C’est là que Frank, mon mari, m’a rejoint et m’a accompagnée jusqu’à la fin. Heureusement qu’il était là car j’ai eu envie d’abandonner tellement j’étais déçue et tellement la douleur des crampes était forte. Malgré tout, j’ai tenu bon. J’ai du m’arrêter une dizaine de fois pour m’étirer sur le bord de la route. Je repartais en grimaçant et en clopinant … Quelle horrible sensation que celle d’avancer au ralenti dans ces conditions.

J’avoue que le parcours m’a paru très long. Je me suis fixée d’arriver au 35e km, et à partir de là, j’ai compté les kilomètres un par un pour continuer à avancer malgré mes crampes ! Il faut dire qu’autour de moi, à ce niveau de la course, beaucoup de coureurs marchaient et semblaient souffrir. Le fanion des 4h30 est passé à notre hauteur puis a continué sa route et j’ai pris un nouveau coup au moral…

J’ai entendu un coureur crier « plus que 2km pour arriver à Annecy, et encore 2km pour atteindre l’arrivée »! Ca m’a boostée et je me suis dit que j’allais tenir jusqu’à la fin quelle que ce soit la douleur, ce que j’ai fait.

Dans le le parc, j’ai aperçu Jean-Claude, puis Catherine qui m’ont encouragée et je me souviens que j’avais le sourire aux lèvres malgré tout en passant la lignée d’arrivée ! J’ai arrêté ma montre : 4h33 …et 2500 calories de brûlées!

Voilà comment s’est déroulé mon premier marathon.

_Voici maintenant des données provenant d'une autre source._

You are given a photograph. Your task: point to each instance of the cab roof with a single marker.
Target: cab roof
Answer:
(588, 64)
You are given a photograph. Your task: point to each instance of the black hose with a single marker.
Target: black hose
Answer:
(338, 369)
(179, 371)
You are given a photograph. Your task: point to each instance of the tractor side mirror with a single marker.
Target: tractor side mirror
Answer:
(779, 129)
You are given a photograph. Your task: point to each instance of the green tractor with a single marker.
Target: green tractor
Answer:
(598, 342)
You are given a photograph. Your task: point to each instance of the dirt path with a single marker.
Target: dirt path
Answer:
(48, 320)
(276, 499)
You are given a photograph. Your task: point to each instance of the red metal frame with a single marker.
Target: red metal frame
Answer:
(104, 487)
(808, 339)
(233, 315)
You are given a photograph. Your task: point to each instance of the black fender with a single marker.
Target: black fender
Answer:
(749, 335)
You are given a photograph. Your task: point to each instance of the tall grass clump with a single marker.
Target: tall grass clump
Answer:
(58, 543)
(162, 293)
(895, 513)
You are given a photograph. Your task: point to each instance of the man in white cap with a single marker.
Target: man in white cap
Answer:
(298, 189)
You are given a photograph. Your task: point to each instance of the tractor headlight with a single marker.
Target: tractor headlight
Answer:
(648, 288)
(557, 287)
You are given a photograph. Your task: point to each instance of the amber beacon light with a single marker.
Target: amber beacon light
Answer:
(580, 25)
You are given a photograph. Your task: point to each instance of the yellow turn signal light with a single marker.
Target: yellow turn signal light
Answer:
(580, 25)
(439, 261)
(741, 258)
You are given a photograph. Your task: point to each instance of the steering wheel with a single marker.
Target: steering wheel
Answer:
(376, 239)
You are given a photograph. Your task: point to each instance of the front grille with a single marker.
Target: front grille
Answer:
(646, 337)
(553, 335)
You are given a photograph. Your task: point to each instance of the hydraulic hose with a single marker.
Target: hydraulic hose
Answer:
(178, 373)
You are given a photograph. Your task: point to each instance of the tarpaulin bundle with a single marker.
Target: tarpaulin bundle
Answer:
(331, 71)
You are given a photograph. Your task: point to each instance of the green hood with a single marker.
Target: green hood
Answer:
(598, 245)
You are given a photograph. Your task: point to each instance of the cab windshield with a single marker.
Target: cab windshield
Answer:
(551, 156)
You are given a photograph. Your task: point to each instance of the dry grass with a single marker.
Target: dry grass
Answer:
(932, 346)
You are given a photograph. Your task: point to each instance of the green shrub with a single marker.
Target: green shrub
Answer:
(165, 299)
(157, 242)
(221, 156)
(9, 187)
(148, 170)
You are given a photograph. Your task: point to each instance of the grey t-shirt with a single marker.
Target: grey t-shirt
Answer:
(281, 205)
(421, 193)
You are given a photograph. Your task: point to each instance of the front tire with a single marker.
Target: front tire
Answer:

J’ai ressenti des sentiments partagés à l’arrivée, j’étais heureuse d’être allée au bout et déçue d’en avoir autant bavé.  Peut-être que je renouvellerai un jour l’expérience de cette course mythique, histoire de ne pas rester sur celle-ci, mais j’aimerais de nouveau vivre l’événement et sa préparation entourée comme je l’ai été sur ce premier marathon. Car même si l’on fait la course seul avec soi-même, les moments de partage et de connexion avec les autres restent essentiels pour réussir cette épreuve.